Traduction: Céline Deniard
Les romans sur la frontière entre les USA et le Mexique sont de plus en plus nombreux et remportent souvent du succès car ils garantissent violence extrême des narcotrafiquants, désespoir et misère des candidats souvent malheureux au rêve illusoire du mirage américain donc souvent au menu : actions sanglantes, trafics sordides et hélas aussi parfois vaines pages explicatives de la politique migratoire de l’oncle Sam opposée à la porte de saloon qui tient lieu de frontière côté mexicain malgré les promesses réitérées des dirigeants du pays.
Les candidats à l’émigration comme dans tous les autres coins du globe où la misère devient tellement insupportable qu’on est capable de faire n’importe quoi pour s’en sortir et montrer que l’on est encore un homme sont légion et le Mexique se trouve donc pays de migration mais aussi de transit de multiples populations sud et centraméricaines et tous ses damnés se ruent vers Tijuana sinistre ville-frontière, antichambre de l’enfer bien souvent pour ses candidats au départ. « Des gens pauvres, des gens désespérés, qui respirent un air qui pue la merde et boivent une eau qui les rend malades. C’est aussi horrible que la prison- pire, parce que ici on vous dit que vous êtes libre. »

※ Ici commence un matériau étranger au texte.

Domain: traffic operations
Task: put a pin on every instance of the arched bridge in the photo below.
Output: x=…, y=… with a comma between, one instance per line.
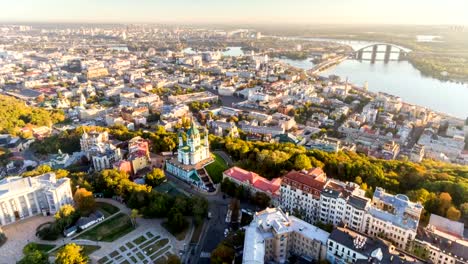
x=386, y=49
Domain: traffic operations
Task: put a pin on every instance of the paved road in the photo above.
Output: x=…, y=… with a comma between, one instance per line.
x=226, y=157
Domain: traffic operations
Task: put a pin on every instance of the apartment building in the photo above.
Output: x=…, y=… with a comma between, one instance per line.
x=444, y=241
x=300, y=192
x=347, y=246
x=393, y=217
x=342, y=202
x=273, y=236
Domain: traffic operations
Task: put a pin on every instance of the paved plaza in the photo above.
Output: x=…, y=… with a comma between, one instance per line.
x=145, y=248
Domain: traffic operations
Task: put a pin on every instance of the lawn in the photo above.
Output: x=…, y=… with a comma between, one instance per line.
x=106, y=208
x=139, y=240
x=110, y=230
x=180, y=235
x=87, y=249
x=42, y=247
x=196, y=233
x=216, y=168
x=155, y=246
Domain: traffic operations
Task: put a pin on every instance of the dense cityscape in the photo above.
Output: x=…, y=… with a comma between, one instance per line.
x=145, y=143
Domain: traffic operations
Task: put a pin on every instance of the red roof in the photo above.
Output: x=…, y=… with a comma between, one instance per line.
x=314, y=178
x=257, y=181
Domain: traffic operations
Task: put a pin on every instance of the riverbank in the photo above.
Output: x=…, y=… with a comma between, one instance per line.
x=445, y=59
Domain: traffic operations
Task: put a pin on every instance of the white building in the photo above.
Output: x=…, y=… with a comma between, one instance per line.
x=318, y=199
x=25, y=197
x=393, y=217
x=99, y=150
x=347, y=246
x=342, y=203
x=273, y=236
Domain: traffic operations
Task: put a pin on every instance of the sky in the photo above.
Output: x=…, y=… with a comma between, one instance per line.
x=421, y=12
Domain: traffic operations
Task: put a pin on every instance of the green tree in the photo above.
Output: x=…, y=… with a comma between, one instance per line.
x=134, y=215
x=71, y=254
x=84, y=201
x=420, y=195
x=176, y=221
x=302, y=162
x=453, y=213
x=155, y=177
x=222, y=254
x=41, y=169
x=33, y=256
x=173, y=259
x=65, y=217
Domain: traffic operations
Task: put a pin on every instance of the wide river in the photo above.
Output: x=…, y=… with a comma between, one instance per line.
x=399, y=78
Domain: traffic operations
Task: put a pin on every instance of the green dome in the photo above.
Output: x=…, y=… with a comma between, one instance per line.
x=193, y=130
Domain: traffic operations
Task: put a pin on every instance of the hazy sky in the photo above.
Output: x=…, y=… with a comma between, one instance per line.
x=238, y=11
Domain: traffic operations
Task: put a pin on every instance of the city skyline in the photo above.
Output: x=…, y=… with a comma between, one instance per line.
x=242, y=11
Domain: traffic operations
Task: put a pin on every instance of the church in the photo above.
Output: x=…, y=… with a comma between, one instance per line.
x=193, y=155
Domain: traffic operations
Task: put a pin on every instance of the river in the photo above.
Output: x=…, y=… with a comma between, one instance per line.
x=399, y=78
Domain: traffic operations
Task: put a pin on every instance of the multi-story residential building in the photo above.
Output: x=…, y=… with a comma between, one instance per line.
x=325, y=144
x=264, y=130
x=273, y=236
x=300, y=192
x=254, y=182
x=342, y=202
x=443, y=241
x=193, y=97
x=393, y=217
x=25, y=197
x=99, y=150
x=417, y=153
x=348, y=246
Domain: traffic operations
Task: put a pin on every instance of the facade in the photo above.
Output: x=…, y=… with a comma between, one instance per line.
x=99, y=150
x=273, y=236
x=318, y=199
x=25, y=197
x=300, y=192
x=393, y=217
x=254, y=182
x=444, y=241
x=342, y=202
x=192, y=156
x=347, y=246
x=138, y=154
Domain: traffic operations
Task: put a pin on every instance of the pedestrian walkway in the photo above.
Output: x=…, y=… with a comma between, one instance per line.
x=145, y=248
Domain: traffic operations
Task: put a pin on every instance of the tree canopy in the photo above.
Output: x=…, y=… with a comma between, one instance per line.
x=84, y=201
x=71, y=254
x=15, y=114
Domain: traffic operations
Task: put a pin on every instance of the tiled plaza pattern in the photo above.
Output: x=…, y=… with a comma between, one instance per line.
x=146, y=248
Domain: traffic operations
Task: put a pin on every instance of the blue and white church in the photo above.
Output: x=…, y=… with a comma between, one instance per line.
x=193, y=154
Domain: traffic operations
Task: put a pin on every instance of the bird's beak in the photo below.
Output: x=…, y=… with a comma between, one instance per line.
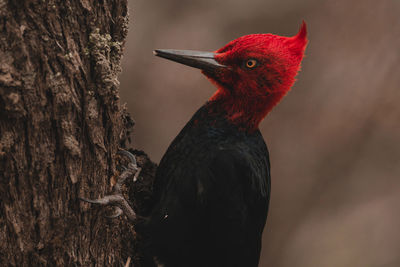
x=196, y=59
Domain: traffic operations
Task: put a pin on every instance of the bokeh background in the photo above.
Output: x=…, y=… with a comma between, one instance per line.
x=334, y=140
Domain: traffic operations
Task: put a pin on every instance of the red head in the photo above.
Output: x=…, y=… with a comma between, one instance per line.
x=252, y=73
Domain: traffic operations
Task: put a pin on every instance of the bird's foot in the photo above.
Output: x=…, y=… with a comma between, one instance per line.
x=116, y=199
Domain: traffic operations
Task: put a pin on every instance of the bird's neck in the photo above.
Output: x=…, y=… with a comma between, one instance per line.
x=244, y=111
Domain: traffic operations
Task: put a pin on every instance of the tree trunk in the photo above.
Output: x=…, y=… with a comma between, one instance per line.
x=60, y=128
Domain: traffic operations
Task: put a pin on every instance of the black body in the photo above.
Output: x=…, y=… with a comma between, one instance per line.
x=212, y=192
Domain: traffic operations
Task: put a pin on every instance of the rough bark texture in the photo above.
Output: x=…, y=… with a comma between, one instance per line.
x=60, y=128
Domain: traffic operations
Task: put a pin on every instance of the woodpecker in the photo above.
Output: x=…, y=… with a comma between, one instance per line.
x=212, y=186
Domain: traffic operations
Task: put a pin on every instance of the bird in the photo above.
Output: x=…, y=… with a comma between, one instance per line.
x=212, y=187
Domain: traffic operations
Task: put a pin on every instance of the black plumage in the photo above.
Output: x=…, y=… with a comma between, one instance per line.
x=211, y=191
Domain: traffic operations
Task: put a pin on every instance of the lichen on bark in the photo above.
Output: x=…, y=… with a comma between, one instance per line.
x=61, y=124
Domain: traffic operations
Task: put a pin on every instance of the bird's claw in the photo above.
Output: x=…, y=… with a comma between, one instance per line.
x=116, y=199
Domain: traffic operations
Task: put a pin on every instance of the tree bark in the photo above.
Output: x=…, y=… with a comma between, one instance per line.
x=60, y=128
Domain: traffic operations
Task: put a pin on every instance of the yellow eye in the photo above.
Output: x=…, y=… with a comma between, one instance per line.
x=251, y=63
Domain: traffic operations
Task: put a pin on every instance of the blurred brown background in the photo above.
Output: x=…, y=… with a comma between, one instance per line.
x=334, y=140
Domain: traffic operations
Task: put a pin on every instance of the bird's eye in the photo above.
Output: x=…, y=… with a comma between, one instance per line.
x=251, y=63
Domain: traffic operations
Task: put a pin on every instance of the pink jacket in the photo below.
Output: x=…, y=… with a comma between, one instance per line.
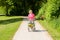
x=31, y=17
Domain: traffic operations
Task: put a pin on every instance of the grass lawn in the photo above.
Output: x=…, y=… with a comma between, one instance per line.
x=8, y=26
x=54, y=32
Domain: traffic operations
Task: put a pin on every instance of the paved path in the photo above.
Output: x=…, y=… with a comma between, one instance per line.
x=39, y=34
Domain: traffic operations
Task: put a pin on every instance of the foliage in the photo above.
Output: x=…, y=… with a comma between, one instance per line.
x=8, y=26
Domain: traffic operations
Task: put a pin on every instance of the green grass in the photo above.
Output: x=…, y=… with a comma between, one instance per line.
x=8, y=26
x=53, y=30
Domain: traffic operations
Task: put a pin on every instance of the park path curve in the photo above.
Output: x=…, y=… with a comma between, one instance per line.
x=23, y=33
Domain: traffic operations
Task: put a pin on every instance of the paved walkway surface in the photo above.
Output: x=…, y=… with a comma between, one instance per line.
x=39, y=34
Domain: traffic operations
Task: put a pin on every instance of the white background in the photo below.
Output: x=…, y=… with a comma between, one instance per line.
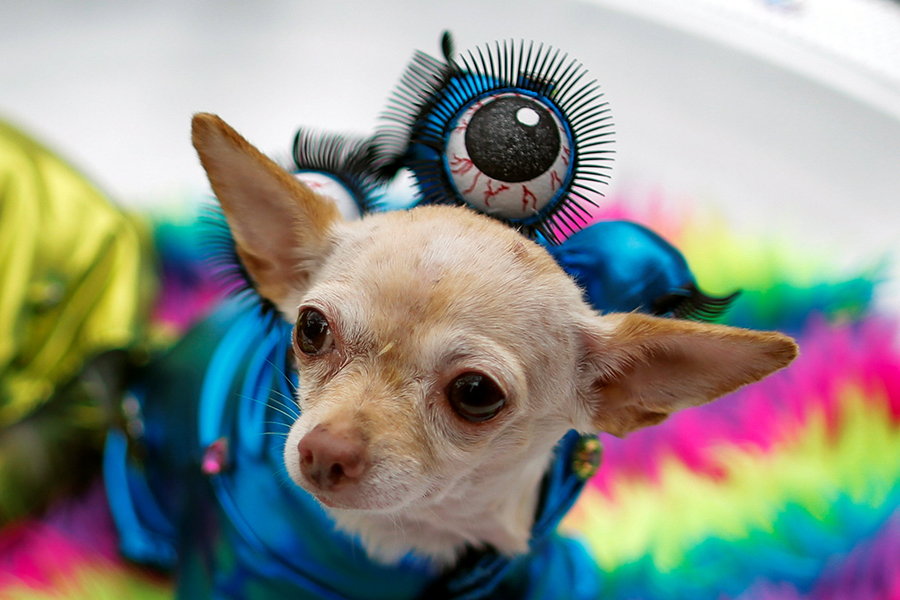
x=782, y=115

Bienvenue donc à Tijuana où vit Luz, fille de prostituée d’un bidonville devenue la pute de luxe d’un vieux narco avant de devenir l’épouse objet de luxe et pute d’un autre narco, el Principe. Après des années de drogue et de cachetons, Luz se rappelle qu’elle a une petite fille qui vit cachée à L.A. et elle décide de s’enfuir de sa prison dorée pour la retrouver pour son quatrième anniversaire et en finir avec cette vie.

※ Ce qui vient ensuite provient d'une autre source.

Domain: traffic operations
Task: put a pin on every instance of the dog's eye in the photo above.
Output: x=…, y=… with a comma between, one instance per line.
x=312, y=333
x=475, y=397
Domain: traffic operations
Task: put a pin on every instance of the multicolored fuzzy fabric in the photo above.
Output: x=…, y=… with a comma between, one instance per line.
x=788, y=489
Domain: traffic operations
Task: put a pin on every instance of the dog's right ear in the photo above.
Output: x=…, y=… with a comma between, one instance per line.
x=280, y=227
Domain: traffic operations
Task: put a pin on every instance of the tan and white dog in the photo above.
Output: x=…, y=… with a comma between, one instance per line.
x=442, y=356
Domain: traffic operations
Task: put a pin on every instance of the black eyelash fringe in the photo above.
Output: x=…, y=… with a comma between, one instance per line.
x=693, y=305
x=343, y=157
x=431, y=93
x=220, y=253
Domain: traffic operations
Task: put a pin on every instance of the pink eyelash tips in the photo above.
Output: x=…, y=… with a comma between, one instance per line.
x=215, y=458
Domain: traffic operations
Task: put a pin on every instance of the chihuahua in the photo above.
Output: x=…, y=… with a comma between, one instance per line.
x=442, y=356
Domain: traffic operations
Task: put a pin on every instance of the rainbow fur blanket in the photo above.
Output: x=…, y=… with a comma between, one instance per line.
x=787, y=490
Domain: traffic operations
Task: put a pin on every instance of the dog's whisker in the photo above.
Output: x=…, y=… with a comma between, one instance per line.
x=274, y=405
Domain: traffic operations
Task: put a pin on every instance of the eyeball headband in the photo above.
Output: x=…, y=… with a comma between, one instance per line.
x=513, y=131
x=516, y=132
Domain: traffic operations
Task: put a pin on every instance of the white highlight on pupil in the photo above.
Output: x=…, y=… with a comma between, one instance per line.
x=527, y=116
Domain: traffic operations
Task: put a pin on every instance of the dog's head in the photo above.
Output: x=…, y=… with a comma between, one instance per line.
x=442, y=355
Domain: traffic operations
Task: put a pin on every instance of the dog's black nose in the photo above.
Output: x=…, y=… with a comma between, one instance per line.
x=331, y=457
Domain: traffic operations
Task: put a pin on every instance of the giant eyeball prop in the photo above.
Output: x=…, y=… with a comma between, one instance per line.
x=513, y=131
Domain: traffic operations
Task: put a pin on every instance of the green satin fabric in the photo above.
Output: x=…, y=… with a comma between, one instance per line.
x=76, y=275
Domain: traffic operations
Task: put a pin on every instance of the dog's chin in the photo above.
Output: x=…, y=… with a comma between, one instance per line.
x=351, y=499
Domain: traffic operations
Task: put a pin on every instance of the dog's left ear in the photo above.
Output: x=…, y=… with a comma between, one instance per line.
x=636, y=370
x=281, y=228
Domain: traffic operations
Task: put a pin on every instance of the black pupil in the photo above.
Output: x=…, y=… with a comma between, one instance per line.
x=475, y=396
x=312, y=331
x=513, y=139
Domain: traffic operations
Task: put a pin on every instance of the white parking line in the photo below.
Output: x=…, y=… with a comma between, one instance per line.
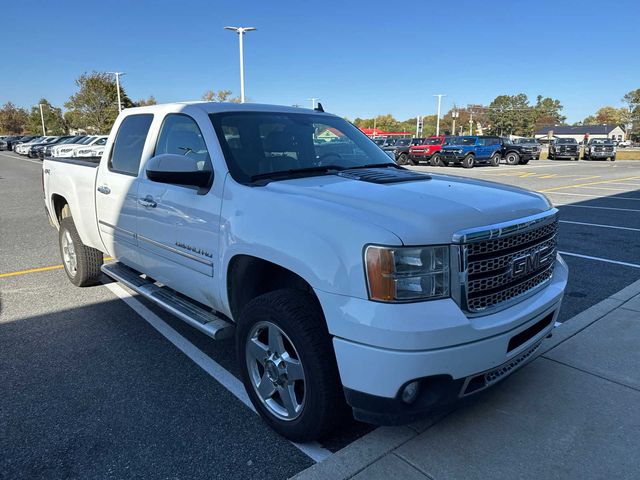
x=606, y=260
x=312, y=449
x=599, y=208
x=600, y=197
x=18, y=158
x=615, y=227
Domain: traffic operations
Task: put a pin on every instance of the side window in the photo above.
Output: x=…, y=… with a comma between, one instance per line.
x=127, y=148
x=180, y=135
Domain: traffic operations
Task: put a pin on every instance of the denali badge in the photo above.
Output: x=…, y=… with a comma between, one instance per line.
x=531, y=262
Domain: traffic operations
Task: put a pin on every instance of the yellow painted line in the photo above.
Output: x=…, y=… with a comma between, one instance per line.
x=587, y=184
x=37, y=270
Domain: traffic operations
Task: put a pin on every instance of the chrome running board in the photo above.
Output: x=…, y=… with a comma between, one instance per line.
x=198, y=317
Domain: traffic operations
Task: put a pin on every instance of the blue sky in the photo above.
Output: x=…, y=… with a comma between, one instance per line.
x=361, y=58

Pour l’aider à passer la frontière, elle va s’adjoindre les services de Malone une épave américaine à qui l’heure indique uniquement l’alcool qu’il doit boire vodka ou bière et qui fait passer des clandestins vers les USA afin de se payer sa mort lente. Malone, détruit par la mort de sa fille, triste type au look de surfeur mais très loin des branleurs racistes et élitistes californiens bon teint de « Savages » de Winslow, prend tous les risques sans sourciller car il est déjà mort dans sa tête.( En aparté, mais cela me chagrine quand même beaucoup, comment un auteur capable d’écrire un monument comme « la griffe du chien » peut-il ensuite se satisfaire de tels romans ?)
En face, El Apache, a grandi à Tijuana, est rentré dans un gang de façon tout à fait normale comme on entre à l’université parce qu’il n’y a pas d’autres choix, comme ses frères, va se lancer à la poursuite de la belle avec obligation de résultats car sa famille est sous la menace directe d’El Principe. Il va s’allier à un agent de la police des frontières américaine véreux intéressé par tout argent pouvant être dérobé et tout particulièrement à celui que Luz a volé à son mari.
Ce roman, c’est de la pure adrénaline. Lange montre la réalité mais ne commente pas et propose un récit passionnant sans réelle perte de vitesse sur 340 pages survoltées avec des points culminants lors de l’évasion de Luz et bien sûr lors du duel final prévisible et attendu et au déroulement inattendu. Ce n’est pas le combat du bien contre le mal, c’est bien autre chose de plus indéfinissable, plus la survie dans un monde de merde où tout acte qui vous sauve, au diable la morale qu’on laisse aux nantis, est justifiable. C’est tendu, violent, difficile d’en sortir une fois commencé telle la cavale désespérée de Luz.
« Angel Baby » n’a pas toutes les qualités littéraires que l’on trouve habituellement chez « Terres d’Amérique » peut-être, il ne séduira pas forcément le même lectorat mais ouvrira certainement la collection à un public plus jeune et plus avide de récits survitaminés. La puissance d’écriture de Richard Lange est impressionnante et son roman est un magnifique polar à rapprocher du très réussi « Tijuana straits » de Kem Nunn. Plaisir garanti ! Puissant !
Wollanup.
PS : Et puis un auteur qui met les paroles de la chanson « River Guard » du talentueux chanteur d’alt country Bill Callahan en introduction de son roman a, d’emblée, au moins, toute ma sympathie.